A photo of an Israeli soldier striking a statue of Jesus in Debel, a Christian village in southern Lebanon, landed at the same moment Israel was expanding settlement plans in the West Bank, a pairing that hardened the sense that escalation was outrunning restraint.
The image, which circulated online over the weekend of April 19-20, showed a uniformed soldier hitting the crucifix or Jesus statue with what appeared to be an axe or sledgehammer. Israel’s military said it would investigate and later said the conduct “completely deviated” from IDF orders and values. Reuters reported that two soldiers were removed from combat duty and sentenced to 30 days of military detention. Benjamin Netanyahu said he was “stunned and saddened” and promised harsh disciplinary action.

The photo drew condemnation from Israeli leaders, the United States and church leaders. Catholic leaders in the Holy Land issued what Reuters described as unreserved condemnation, and a new crucifix or statue was reportedly installed in Debel to replace the damaged one. The episode was not just a disciplinary matter inside the IDF. It reverberated in a Christian village in southern Lebanon, where symbols matter and every public insult can quickly fold into wider cross-border anger.
At the same time, Israel’s security cabinet approved 34 new settlements in the occupied West Bank on or around April 9. Peace Now and Reuters reported the move, and The Times of Israel said it was the largest number of settlements approved at one time by any Israeli government. Peace Now said the current government’s decisions brought the total to 102 settlements approved since it took office, compared with 127 official settlements in the West Bank before this government.

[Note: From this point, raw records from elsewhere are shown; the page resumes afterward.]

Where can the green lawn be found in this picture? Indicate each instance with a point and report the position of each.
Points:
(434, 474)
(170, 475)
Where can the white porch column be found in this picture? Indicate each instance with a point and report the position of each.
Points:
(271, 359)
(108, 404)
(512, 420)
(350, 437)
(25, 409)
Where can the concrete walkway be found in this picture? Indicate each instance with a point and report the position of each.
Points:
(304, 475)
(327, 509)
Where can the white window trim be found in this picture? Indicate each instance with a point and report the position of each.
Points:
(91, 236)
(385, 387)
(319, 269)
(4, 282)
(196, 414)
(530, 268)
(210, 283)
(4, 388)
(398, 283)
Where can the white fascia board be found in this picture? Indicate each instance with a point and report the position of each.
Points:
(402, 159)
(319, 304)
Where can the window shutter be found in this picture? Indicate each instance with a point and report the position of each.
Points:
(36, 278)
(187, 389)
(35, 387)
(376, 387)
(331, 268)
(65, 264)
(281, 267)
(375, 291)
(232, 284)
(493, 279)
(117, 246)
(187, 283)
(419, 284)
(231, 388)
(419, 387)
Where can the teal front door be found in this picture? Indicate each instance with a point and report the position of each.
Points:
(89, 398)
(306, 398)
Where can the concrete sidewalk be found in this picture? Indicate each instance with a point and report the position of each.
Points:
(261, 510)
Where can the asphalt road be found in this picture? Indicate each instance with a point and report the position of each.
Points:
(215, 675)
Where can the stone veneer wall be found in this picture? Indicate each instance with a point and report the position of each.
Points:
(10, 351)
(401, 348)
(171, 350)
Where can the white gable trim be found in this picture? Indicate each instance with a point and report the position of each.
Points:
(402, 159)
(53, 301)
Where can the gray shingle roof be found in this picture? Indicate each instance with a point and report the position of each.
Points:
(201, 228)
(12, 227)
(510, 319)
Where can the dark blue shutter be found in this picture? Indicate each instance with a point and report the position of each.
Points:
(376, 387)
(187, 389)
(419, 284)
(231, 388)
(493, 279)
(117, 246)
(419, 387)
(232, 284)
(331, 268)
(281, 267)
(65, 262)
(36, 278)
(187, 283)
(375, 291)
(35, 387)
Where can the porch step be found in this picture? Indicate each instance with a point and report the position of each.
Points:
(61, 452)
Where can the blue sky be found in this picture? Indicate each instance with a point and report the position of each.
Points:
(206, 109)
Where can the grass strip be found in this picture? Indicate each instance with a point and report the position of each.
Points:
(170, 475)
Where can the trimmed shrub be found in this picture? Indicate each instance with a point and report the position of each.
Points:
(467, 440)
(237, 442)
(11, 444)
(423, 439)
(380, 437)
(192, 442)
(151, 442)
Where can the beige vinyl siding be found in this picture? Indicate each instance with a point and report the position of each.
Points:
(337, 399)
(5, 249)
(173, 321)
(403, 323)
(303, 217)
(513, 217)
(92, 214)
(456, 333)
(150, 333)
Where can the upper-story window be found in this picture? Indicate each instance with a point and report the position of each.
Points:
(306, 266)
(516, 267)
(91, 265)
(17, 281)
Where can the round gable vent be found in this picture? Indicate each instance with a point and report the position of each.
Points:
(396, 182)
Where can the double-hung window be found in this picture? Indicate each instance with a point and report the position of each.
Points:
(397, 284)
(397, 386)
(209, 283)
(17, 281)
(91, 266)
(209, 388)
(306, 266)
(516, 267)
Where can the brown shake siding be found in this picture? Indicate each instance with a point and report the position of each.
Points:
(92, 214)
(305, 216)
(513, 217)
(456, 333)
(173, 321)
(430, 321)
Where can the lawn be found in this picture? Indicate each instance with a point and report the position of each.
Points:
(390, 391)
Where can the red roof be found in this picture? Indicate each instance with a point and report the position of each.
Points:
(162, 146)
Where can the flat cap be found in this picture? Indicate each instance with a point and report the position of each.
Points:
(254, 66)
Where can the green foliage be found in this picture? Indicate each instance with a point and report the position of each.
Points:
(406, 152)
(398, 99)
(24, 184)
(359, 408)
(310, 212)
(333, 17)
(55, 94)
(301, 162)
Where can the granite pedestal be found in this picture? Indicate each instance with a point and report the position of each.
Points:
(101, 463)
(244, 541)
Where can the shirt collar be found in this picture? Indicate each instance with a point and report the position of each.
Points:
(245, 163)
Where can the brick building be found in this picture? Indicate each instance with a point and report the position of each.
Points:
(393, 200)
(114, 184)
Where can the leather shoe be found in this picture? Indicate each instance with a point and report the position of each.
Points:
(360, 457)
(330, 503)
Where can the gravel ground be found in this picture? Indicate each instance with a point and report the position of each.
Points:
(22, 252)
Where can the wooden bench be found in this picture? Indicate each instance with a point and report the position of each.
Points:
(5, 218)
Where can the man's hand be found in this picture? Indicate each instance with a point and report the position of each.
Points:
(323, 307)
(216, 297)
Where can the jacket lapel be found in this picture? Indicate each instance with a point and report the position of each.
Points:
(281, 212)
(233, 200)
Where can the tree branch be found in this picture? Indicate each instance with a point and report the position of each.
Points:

The approvals came amid a rise in settler attacks on Palestinians across the occupied territory. The U.N. Office of the High Commissioner for Human Rights said in March that Israel had accelerated unlawful settlement expansion and annexation of large parts of the West Bank and East Jerusalem, forcibly displacing more than 36,000 Palestinians during the reporting period through October 31, 2025. UN OCHA said injuries during settler attacks had surged in 2026, with about 360 Palestinians injured by Israeli settlers by April 10, almost matching annual totals for 2023 and 2024. It also said more than 830 Palestinians were injured in 2025, an average of about two injuries per day.
Taken together, the statue damage in Debel and the settlement approvals in the West Bank point to the same problem: Washington can condemn, but it has so far shown little ability to stop actions on the ground that deepen mistrust in both Lebanon and the occupied territories.